El capital se viste con cualquier ropaje con tal de lograr conservarse y crecer sin molestias mayores. Inclusive con los que parecen ser absolutamente opuestos o necesariamente enemigos.

Por ejemplo, los ropajes anarquistas o libertarios, que históricamente fueron la oposición más radical del capitalismo, oposición ideológica y práctica hasta la violencia, y hoy lucen como adorno, como mascarón de proa de otra mercadería.

Facilitada su permanente renovación por numerosos motivos que obran separada y conjuntamente (la colaboración de los medios y de las nuevas redes de comunicación, la pasividad o el adormecimiento de la oposición, la lenta e insistente inmersión del acatamiento y la aceptación de acusaciones, calumnias y culpas en la conciencia de las masas) actúa decididamente, sin pruritos, con muy pocos escrúpulos y, menos, temores.

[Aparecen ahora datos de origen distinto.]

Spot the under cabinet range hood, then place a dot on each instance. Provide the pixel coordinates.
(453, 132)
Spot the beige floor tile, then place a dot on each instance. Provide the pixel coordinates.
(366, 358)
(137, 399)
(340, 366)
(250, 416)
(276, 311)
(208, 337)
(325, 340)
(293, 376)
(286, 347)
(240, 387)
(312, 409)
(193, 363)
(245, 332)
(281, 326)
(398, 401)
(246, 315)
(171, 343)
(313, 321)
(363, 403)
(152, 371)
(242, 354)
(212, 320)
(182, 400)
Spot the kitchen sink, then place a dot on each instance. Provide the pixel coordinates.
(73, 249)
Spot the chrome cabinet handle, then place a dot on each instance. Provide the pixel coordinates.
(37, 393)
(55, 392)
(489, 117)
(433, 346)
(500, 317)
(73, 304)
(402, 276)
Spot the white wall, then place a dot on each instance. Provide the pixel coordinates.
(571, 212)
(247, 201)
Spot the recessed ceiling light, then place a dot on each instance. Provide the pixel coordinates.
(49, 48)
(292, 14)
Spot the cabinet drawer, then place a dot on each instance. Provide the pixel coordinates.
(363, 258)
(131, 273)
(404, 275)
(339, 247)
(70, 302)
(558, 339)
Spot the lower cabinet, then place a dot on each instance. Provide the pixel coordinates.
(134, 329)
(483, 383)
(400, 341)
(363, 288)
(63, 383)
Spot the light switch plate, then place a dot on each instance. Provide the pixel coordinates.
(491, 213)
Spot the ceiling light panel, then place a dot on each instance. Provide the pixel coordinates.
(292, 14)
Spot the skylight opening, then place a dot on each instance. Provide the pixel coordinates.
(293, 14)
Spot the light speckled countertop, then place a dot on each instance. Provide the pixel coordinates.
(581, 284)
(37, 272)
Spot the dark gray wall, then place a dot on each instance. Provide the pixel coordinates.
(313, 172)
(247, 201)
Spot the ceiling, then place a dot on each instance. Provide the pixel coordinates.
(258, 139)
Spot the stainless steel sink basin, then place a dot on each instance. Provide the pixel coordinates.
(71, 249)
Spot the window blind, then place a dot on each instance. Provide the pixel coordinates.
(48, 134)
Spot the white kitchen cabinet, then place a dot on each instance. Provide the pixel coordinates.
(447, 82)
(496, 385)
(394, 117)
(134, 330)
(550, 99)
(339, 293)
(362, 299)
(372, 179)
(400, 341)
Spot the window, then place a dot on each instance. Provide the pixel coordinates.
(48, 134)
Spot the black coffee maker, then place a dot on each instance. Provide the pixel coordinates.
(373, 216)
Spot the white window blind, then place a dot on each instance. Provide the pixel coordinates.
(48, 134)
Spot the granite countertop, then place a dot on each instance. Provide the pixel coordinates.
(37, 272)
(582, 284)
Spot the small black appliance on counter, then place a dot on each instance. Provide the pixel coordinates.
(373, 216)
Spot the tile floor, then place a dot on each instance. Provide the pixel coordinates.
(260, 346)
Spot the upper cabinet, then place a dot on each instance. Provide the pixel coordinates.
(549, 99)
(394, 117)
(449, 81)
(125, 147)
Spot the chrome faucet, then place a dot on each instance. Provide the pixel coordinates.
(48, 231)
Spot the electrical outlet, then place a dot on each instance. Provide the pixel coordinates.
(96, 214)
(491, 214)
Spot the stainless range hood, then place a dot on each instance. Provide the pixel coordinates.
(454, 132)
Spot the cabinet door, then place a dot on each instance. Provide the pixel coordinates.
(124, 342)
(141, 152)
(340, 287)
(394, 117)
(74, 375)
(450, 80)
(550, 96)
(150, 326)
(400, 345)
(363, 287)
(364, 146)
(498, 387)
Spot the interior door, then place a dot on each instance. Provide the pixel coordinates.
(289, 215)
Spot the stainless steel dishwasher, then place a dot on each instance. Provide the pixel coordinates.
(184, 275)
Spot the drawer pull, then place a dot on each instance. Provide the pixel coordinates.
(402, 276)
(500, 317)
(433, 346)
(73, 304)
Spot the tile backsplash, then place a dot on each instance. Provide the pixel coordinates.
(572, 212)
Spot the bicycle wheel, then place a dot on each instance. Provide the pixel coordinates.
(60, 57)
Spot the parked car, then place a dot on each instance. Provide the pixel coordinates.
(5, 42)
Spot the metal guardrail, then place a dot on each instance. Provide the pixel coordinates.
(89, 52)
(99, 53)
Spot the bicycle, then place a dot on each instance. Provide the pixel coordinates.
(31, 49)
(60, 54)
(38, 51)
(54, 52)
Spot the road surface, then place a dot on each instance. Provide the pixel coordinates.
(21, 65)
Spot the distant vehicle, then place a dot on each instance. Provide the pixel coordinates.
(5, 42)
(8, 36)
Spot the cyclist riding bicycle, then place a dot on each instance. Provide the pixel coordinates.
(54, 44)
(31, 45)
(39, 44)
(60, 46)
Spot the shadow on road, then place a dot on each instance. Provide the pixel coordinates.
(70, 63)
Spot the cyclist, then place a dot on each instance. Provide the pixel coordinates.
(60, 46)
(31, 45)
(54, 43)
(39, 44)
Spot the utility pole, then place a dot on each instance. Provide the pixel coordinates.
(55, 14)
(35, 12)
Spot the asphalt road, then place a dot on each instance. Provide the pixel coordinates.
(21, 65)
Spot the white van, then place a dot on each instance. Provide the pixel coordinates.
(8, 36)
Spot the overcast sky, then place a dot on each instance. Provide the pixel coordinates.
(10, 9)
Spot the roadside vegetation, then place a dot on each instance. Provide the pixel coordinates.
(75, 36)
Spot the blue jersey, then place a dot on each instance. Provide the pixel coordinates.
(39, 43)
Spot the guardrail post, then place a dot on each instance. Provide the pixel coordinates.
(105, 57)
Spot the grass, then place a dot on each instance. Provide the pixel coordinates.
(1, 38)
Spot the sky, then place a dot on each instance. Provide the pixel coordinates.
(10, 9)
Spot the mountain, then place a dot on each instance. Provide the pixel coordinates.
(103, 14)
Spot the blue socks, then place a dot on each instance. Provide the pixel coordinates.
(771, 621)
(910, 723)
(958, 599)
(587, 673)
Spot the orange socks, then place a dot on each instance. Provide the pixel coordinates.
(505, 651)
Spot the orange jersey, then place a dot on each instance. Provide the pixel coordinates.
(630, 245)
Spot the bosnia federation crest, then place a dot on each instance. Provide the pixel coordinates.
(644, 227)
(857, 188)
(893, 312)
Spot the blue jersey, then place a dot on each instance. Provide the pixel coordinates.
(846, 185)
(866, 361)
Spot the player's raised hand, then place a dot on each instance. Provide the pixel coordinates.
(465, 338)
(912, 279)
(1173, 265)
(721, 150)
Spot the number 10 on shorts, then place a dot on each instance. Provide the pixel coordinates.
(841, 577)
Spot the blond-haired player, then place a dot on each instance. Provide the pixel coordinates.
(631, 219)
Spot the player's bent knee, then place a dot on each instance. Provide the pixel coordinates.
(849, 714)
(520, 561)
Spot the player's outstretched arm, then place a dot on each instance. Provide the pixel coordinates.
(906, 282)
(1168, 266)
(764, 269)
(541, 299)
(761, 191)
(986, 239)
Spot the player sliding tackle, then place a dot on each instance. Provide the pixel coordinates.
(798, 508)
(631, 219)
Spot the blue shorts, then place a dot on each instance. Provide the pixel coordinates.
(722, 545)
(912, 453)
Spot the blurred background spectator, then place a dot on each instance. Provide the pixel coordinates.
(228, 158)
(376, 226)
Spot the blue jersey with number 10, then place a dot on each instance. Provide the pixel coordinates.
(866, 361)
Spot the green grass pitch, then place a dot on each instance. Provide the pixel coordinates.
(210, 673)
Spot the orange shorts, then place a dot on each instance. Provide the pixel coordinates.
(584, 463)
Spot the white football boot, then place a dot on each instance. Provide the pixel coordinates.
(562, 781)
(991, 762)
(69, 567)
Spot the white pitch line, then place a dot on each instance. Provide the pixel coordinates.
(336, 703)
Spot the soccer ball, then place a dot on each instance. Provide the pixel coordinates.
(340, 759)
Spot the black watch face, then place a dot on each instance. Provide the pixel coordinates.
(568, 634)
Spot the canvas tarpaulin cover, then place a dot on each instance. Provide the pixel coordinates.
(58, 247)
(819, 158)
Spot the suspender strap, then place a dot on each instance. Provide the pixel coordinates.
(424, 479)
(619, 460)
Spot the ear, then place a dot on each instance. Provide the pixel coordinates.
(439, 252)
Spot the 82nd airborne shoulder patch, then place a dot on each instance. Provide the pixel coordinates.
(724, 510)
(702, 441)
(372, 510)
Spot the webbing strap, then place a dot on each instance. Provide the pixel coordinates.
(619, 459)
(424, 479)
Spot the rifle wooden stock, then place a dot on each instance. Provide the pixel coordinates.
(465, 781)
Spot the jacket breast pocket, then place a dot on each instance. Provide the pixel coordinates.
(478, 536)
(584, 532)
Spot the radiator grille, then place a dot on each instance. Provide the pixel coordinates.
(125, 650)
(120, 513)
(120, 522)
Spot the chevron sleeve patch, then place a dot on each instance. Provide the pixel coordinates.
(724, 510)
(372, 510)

En ese marco, disfrazarse o identificarse con un animal feroz no tiene nada de novedoso en la ideología imperial (ya que toda esa mitología, entre otras, alimentó a los alemanes durante varios siglos que precedieron al nazismo) y es muy bien recordada por Elías Canetti: “Se llega más a su esencia al pensar en los personajes divinos de las religiones muy antiguas. Vale la pena contemplar al respecto algunos dioses de los egipcios. La diosa Seklmet es una mujer con la cabeza de una leona, Anubis un hombre con la cabeza de un chacal, Thot un hombre con la de un ibis. La diosa Hathot tiene la cabeza de una vaca, el dios Horus la de un halcón. Estos personajes, en su forma determinada, inmutable, que es una doble forma de animal-hombre, dominaron durante milenios las ideas religiosas de los egipcios. En esta forma están retratados por doquier, en esta forma han sido adorados. Su constancia es sorprendente; pero ya mucho antes de que se desarrollaran los rígidos sistemas religiosos de esta especie, las dobles configuraciones de animales-hombres eran comunes y corrientes entre incontables pueblos de la tierra sin relación alguna entre sí”. Vale la pena aclarar que para Canetti esta metamorfosis es una suerte de máscara. Lo que se destaca es el carácter atávico, podría decirse “primitivo”, de sus usos voluntarios.

Se ve más claro entonces que la elección del león (consciente o inconscientemente) como figura emblemática de este movimiento “libertario”, o su intento de asimilarlo a su máximo dirigente, a su líder, tiene una larga historia que permite entenderlo; lo convierte en una especie de tótem que identificaría al clan, que de algún modo lo presidiría, y lo fortalecería.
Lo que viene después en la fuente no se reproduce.